Возок слегка встряхнуло, и он остановился. Афанасий приподнял занавесь.
– Ого! Уже у Флоровских ворот. Мигом долетели, – не сдержал он удивления. Отвык в глухомани владимирских лесов от коротких московских концов. Кованые ворота степенно, с достоинством распахнулись. Возок шагом въехал на царев двор. Дверцу распахнул чернец:
– Отче, иезуиты уже прибыли.
– Где они?
– В советной палате.
– Вези нас туда, да не в саму, а в галерею, сокрытую черным ходником.
Два стрельца с пищалями тяжелыми у входа в палаты царские молодцевато взяли на караул. Игумен коротко кивнул им и в сопровождении Мясоеда поспешил за юрким чернецом, искусно ведшим их через многочисленные ходники, лестницы, горницы. Наконец вошли в нужную галерею, опоясывавшую советную палату. Задрапированная тяжелой материей, галерея была совершенно незаметна из самой палаты.
Остановившись у стрельчатой арки, выходившей на самый центр палаты, Афанасий приложил перст к губам и слегка раздвинул тяжелые парчовые занавеси – в пяти саженях от себя Мясоед увидел спины троих иноземных послов-иезуитов, что доставили весть добрую – дружество Стефана Батория, господаря Речи Посполитой. Перед ними на троне восседал государь. По левую руку от него на дубовой массивной лавке сидели бояре в тяжелых меховых шубах, по правую – на такой же лавке князья служилые. За троном стояли дворяне сверстные, а вдоль стен выстроились стольники и младшие дворяне. Всего до полтораста душ. Под сводами палаты разносился усиленный эхом глас государя. Он величественно рек послам-иезуитам:
– Антоний! Мне уже пятьдесят один год от рождения и недолго жить на свете. Воспитанный в правилах нашей христианской церкви, издавна несогласной с латинскою, могу ли изменить ей пред концом земного бытия своего? День суда Небесного уже близок: он явит, чья вера, ваша ли, наша ли, истиннее и светлее. Не говори, если не хочешь.
Толмач из Посольского приказа переложил речи Иоанна на язык латинский и приготовился ответ иезуита Антония Поссевина обратно на российский переводить. В этот момент один из сопровождавших папского посла братьев-иезуитов нагнулся к уху другого и прошептал, окинув взором всю палату:
– Сей двор яко смиренная обитель иноков, которая черным цветом одежд изъявляет мрачность души Иоанновой.
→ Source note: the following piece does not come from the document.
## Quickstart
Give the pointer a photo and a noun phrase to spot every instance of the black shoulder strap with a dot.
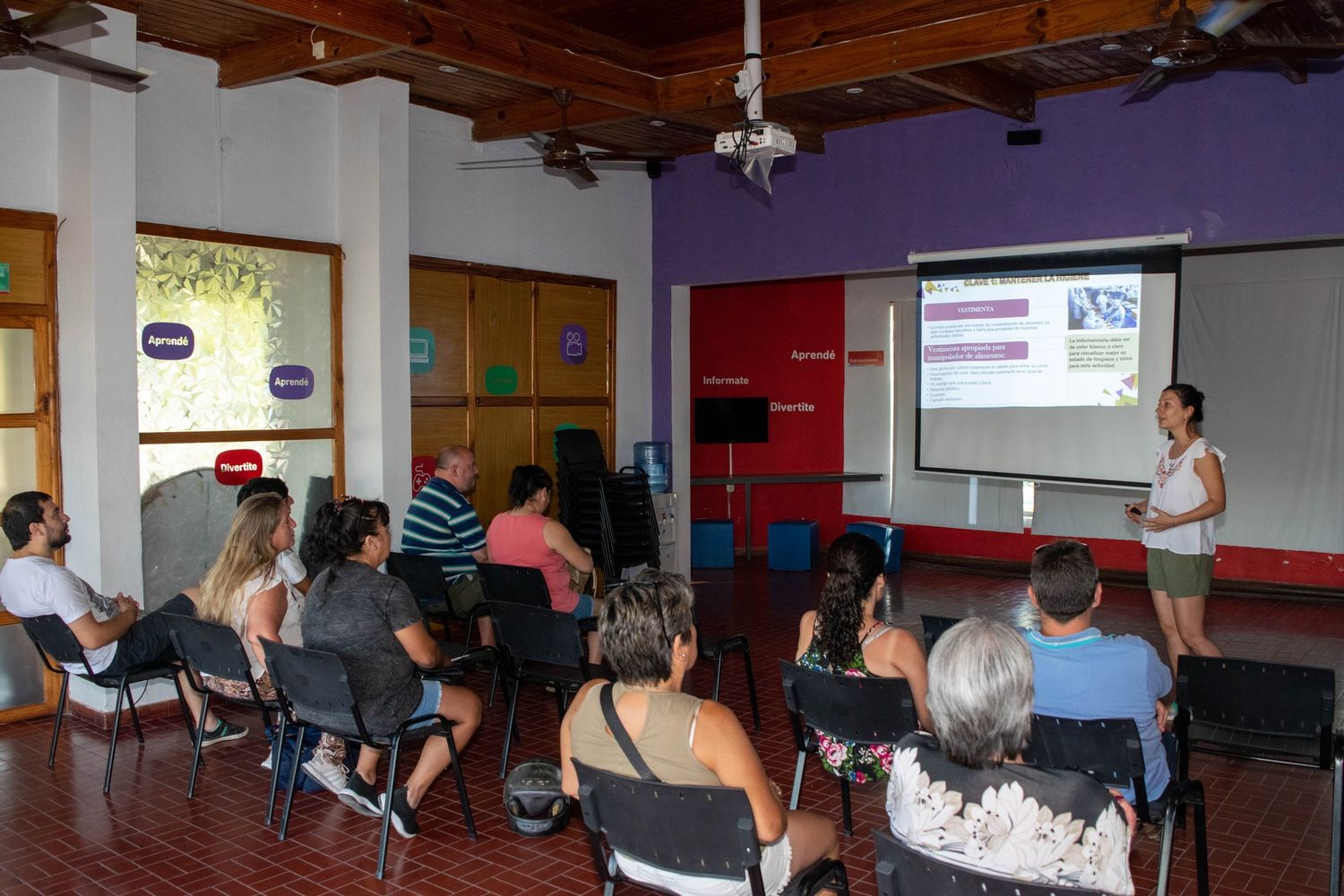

Второй, улыбнувшись уголками губ замечанию юного брата, едва заметно кивнул ему. Тут Антоний с живостью и жаром принялся излагать:
– Не мысли, о государь! Чтобы святой отец нудил тебя оставить веру греческую – нет, он желает единственно, чтобы ты, имея ум глубокий и просвещенный, исследовал деяния первых ее соборов и все истинное, все древнее навеки утвердил в своем царстве как закон неизменяемый. Тогда исчезнет разнествие между восточною и римскою церковию; тогда мы все будем единым телом Иисуса Христа, к радости единого, истинного, Богом установленного пастыря церкви. Государь, моля святого отца доставить тишину Европе и соединить всех христианских венценосцев для одоления неверных, не признаешь ли его сам главою христианства? Не изъявил ли ты особенного уважения к апостольской римской вере, дозволив всякому, кто исповедует оную, жить свободно в российских владениях и молиться Всевышнему по ее святым обрядам, ты, царь великий, никем не нудимый к сему торжеству истины, но движимый явно волею Царя Царей, без коей лист древесный не падает с ветви?